MiniModel/README.md at main · xTimeCrystal/MiniModel

🛠️ Setup & Training

1. Install Dependencies

First, install the required packages:

pip install torchao liger_kernel pyarrow tensorboard

💡 Note: torchao and liger_kernel may require a recent version of PyTorch (≥2.3) and a CUDA-enabled environment for optimal performance.

2. Prepare Data

Download all files from this repository.
Place them in a single working directory.
Inside this directory, create a subfolder named 128.
Download the training data (Parquet files) into the 128/ folder:
🔗 TinyCorpus-v2

3. File Structure

Your directory should look like this:

your-training-folder/
├── trainGPT-token.py
├── fast_self_attn_model.py
├── data_utils.py
├── dev_optim.py
└── 128/
    ├── tinycorpus-000-of-128.parquet
    ├── tinycorpus-001-of-128.parquet
    └── ...                            # all shard files

4. Start Training

Run the training script from inside your-training-folder:

python trainGPT-token.py

This will replicate MiniModel with 12 layers, the original model used 24 layers. Please change 'layers': 24 in trainGPT-token.py if you wish to replicate the original model.

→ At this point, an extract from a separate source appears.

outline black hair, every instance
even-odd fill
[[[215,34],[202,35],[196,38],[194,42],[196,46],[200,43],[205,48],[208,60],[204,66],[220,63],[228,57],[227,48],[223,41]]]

By default, the script logs training loss and other metrics to a directory called runs/ using PyTorch’s SummaryWriter.

5. Monitor Training with TensorBoard

While training is running (or after it finishes), launch TensorBoard to visualize the loss curve:

tensorboard --logdir=runs

Then open your browser and go to:
👉 http://localhost:6006

You’ll see a real-time plots of the training loss (refreshes every 30s).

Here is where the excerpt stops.